Section G is a mixed bag of sometimes rather dull political texts and documents from the yangsheng "nourishing life" school. Only two of the chapters, 79, "The birthplace of severity and moral power," and 80, "Like the doings of Heaven," have proper titles. Chapters 77, "Following the Way of Heaven," 78, "The actions of Heaven and earth," 81, "Heaven, earth, Yin, and Yang," and 82, "The Way of Heaven acts," all lack their own titles and pass under the first few characters of their text. The "Chapter 18" text, minus its title, also belongs in this group. (The only other chapters in the book with disturbed or irregular titles are Chapter 1, "King Zhuang of Chu," where the original title "Luxuriant Dew" (Fanlu) was appropriated as part of the book title, and Chapter 67, "The suburban sacrifice," where the copyist omitted removing the original title from the head of the essay when the text was recopied.)

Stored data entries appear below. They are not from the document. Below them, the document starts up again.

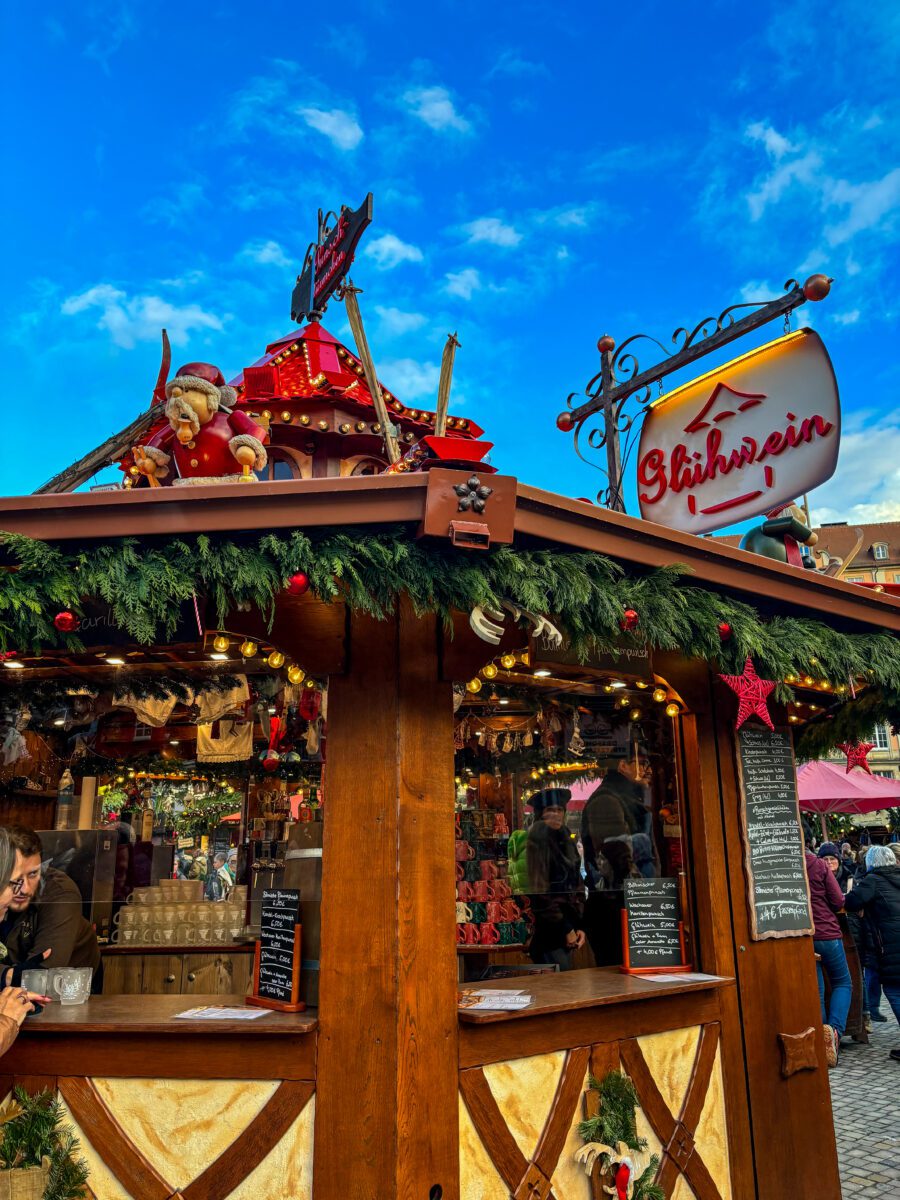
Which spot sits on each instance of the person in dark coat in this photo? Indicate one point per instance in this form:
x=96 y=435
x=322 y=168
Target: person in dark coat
x=827 y=901
x=557 y=892
x=615 y=825
x=879 y=895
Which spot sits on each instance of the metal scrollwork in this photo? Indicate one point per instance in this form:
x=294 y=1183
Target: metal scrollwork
x=621 y=382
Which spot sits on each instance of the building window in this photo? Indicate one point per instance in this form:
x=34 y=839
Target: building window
x=881 y=737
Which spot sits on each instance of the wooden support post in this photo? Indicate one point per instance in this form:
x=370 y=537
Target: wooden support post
x=387 y=1109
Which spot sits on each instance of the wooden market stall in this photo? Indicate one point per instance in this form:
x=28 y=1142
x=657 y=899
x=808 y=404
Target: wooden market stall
x=384 y=1087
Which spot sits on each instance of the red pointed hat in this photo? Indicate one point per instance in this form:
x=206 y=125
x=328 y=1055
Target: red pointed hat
x=203 y=377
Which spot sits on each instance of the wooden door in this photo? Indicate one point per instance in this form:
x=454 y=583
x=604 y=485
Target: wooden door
x=123 y=975
x=162 y=975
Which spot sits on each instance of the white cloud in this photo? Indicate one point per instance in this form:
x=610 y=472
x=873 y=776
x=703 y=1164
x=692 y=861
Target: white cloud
x=265 y=253
x=513 y=64
x=340 y=127
x=868 y=205
x=389 y=251
x=492 y=231
x=462 y=283
x=139 y=318
x=867 y=483
x=777 y=145
x=411 y=379
x=395 y=322
x=436 y=108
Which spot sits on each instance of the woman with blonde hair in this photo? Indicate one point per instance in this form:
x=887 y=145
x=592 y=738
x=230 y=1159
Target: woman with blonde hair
x=15 y=1002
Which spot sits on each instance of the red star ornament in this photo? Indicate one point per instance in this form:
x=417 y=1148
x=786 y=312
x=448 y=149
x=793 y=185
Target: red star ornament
x=751 y=693
x=857 y=755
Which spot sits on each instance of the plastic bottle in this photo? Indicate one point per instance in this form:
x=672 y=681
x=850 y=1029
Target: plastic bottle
x=65 y=795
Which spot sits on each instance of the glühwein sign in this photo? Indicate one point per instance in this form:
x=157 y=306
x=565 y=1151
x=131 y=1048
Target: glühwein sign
x=741 y=439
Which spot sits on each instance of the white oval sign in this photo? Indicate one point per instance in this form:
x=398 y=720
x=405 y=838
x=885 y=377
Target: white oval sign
x=742 y=439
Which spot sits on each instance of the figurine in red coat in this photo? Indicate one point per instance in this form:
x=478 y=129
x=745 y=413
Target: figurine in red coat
x=205 y=438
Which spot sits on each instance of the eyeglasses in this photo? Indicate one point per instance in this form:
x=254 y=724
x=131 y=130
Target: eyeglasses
x=18 y=885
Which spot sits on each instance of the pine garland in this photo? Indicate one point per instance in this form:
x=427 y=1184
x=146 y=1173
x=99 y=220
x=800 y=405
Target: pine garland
x=145 y=583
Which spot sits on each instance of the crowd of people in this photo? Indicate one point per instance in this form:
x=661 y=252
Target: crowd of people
x=864 y=889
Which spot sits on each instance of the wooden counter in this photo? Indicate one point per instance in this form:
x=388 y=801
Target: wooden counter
x=567 y=990
x=142 y=1038
x=576 y=1008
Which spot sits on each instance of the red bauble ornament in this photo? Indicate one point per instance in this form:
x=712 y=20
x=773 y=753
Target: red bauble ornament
x=630 y=621
x=751 y=693
x=299 y=583
x=857 y=755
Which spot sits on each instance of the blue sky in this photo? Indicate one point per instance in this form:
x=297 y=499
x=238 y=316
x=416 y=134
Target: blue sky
x=541 y=174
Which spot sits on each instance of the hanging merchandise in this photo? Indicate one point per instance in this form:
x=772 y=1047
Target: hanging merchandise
x=753 y=694
x=233 y=743
x=148 y=709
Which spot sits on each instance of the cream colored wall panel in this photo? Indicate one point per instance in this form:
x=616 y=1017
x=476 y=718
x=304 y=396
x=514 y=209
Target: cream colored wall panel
x=478 y=1176
x=181 y=1126
x=103 y=1183
x=525 y=1090
x=286 y=1174
x=712 y=1135
x=670 y=1057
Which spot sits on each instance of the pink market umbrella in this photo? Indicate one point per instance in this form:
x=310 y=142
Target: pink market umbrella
x=828 y=787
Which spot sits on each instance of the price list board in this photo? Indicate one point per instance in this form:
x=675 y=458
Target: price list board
x=774 y=856
x=654 y=937
x=279 y=972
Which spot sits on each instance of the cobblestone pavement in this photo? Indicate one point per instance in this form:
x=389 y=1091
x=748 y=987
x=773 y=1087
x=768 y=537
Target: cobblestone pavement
x=865 y=1096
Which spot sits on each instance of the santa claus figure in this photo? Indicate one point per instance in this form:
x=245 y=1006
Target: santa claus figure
x=207 y=441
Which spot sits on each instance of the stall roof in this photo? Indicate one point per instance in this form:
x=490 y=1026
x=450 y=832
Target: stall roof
x=540 y=516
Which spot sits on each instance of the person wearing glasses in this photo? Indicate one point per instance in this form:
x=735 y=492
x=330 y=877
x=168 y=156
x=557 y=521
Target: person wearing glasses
x=15 y=1001
x=45 y=915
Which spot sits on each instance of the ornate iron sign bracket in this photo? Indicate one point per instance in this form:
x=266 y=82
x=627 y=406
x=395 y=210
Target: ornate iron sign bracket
x=621 y=378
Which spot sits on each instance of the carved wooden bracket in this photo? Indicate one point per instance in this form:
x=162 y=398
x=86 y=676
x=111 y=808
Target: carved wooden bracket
x=798 y=1051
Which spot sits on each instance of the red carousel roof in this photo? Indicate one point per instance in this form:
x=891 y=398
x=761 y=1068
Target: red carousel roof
x=312 y=363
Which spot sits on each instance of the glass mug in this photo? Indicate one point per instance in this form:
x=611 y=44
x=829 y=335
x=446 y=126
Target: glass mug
x=35 y=981
x=71 y=984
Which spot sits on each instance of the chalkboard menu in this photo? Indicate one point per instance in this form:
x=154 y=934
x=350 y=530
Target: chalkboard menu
x=778 y=892
x=653 y=933
x=279 y=966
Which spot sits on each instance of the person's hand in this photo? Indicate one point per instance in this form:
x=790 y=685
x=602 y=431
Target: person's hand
x=16 y=1002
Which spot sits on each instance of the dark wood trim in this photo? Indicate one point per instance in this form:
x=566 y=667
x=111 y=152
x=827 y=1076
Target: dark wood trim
x=483 y=1044
x=492 y=1129
x=118 y=1151
x=126 y=1055
x=565 y=1102
x=247 y=1151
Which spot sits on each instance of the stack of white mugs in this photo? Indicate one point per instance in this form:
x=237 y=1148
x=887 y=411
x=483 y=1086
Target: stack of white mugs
x=174 y=913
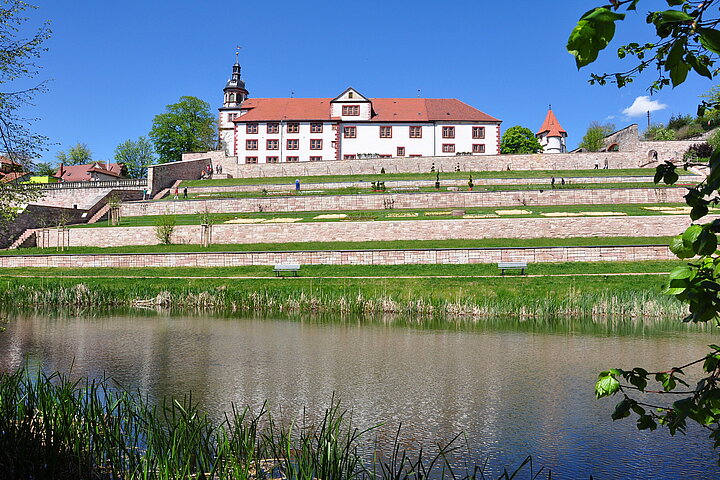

The chapters in Section G fall into two groups:

 Section G1 is the yangsheng "nourishing life" group. This includes chapters 77 and 78. They present techniques for living out one's full lifespan.

 Section G2 is made up of the political essays from Chapters 79 to 82, plus the untitled material from Section B (Chapter 18 text), rather dull and generic material on the whole. They are far more tolerant of punishment, and establishing the right to punish, than better attributed Gongyang material usually is.

==Translations==
There are at least two translations into English, one complete and one nearly so:
- Luxuriant Gems of the Spring and Autumn (2015), translated by Sarah A. Queen and John S. Major, is the first complete English translation of the entire work.
- Tung Chung-shu (1973), a thesis by R. K. Norris, contains an annotated translation of the entire work “with the exception of three short sections which are fully translated elsewhere”.